10 ways to build the “community school”

Something that we take for granted far too often is the power of “the school community.” Whether we always recognize it or not, schools play a vital role in our society, and as such their involvement and significance to our communities can’t be easily dismissed.


Many times throughout the school year our facilities are used to host a plethora of activities from all different sectors of the community. Schools have and will continue to provide safe and centralized facilities that many communities have become accustom to when it comes to scheduling and planning local events. Though it may be faint, there is a hidden opportunity here when it comes to changing and ultimately improving the image our society has of schools.

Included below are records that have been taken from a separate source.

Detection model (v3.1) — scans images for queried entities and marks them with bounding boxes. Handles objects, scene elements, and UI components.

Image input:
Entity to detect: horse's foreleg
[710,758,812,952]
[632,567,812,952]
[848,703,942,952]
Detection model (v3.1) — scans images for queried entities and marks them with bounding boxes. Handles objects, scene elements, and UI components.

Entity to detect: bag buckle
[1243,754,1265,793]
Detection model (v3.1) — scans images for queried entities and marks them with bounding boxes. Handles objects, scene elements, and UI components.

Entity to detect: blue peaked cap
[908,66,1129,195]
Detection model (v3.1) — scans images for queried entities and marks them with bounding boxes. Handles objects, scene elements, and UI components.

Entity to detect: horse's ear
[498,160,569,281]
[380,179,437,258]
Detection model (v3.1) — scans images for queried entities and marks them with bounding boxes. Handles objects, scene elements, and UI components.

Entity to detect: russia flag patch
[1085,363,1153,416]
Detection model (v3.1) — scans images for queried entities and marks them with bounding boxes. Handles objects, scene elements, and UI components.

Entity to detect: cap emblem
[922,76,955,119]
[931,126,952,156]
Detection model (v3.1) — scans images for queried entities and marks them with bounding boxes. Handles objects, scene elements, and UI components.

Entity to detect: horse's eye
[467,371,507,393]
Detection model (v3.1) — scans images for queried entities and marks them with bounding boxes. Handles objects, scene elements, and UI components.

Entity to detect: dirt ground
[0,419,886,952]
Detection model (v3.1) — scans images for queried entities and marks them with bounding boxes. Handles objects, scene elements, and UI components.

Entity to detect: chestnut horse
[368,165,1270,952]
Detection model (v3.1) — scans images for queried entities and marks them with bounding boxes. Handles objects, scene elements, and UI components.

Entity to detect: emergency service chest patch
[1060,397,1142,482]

The sad and unfortunate reality of the times is that as Educators working in education we are in desperate need of a new and improved “image.” I am not saying education is broken or that we need to change everything we are doing, but I am saying we need to do a better job of sharing the great things our schools are doing. Additionally, we need to take control and be proactive when it comes our own public relations. The time for sitting back and reacting to the negative news is over; it’s time to embrace the opportunities and attack with our own positive PR campaigns… here’s a good place to start:

– invite parents to orientation and open house nights; provide food if it means you will get a larger turnout (establish a clear and achievable focus for the night)…

– encourage teachers to communicate with parents about the direction of the class, as well as some of the awesome activities/projects that might be coming up

– take pictures and make videos to compile archiveable resources to share with community members (make sure to follow all FERPA laws)…

– start a Facebook page to share relevant information and celebrate great things going on in your school (Twitter & Google+ are also options)…

– encourage your parents to visit your school as often and as frequently as possible (make visitations for your parents easy and simple)

– greet & acknowledge parents when you see them in the community; it means a lot to them

– when disseminating information and resources make sure you are updating frequently and consistently

– ask your parents and community how they want to receive information; their opinions matter!

– think about how you are involving your parents in their child’s education; do they really have a voice and are there opportunities for them to provide input?

– consider the role your school plays as a vital part of the community; what and how could your school help and improve the community…?

Please share how your school is tapping into the power of the community while also sharing some of the awesome things your school is doing…?


  1. Ryan said:

    I think a lot of this focuses on parents, which makes sense. I’d recommend readers to check out Larry Ferlazzo’s blog for more on this subject.

    In today’s political climate, I wonder if schools need to reach out to the entire community, as opposed to the community of people that are already in the school. Everyone that pays taxes has a stake in public education. How can we reach out to that larger community? Should we?

    July 23, 2011
  2. Justin,
    Thank you for the opportunity to comment. My company Innovations in Online Education can be a big help in reaching out “into” the community. We provide solutions for home instruction/summer remedial/ and supplemental course work. When we began summer school this season we had an online orientation nite for both students and parents thus engagiing both in the harnessing of new technology and “21st century skills”. We use the learnBoost site so that our client (the district), the students and the parents can monitor daily progress (grades and attendance). Then at the completion of courses we use Survey Monkey to see what we are doing right and what we can improve upon. We believe we can be an excellent resource for the school district to achieve the “community school”. Again thank you for the opportunity. I am available to consult with anyone that thinks that we may be of assistance. Fred

    July 23, 2011
  3. bharrison said:


    Thanks for sharing these helpful and engaging strategies. Another area I try to be intentional about is the communication I have with parents and families about difficult matters or discipline issues. Trying to maintain an open, invitational and collaborative stance is key for me. Problems are opportunities to either grow or diminish a relationship with a family. It helps me to remember that, in almost every case, the school and the family want the same thing and I see it as my job to work through issues in a way that honors that belief.


    July 25, 2011
  4. Matt Wysocki said:

    Many community youth-serving orgs feel shut out of schools, and are looking for ways to collaborate that don’t interfere or create more headaches for busy school staff. Big Brothers Big Sisters, Boys and Girls Clubs, CAP agencies, probation, etc. are working with the same kids and families that schools are, and have a lot to offer that schools can’t or don’t provide. Bring them in!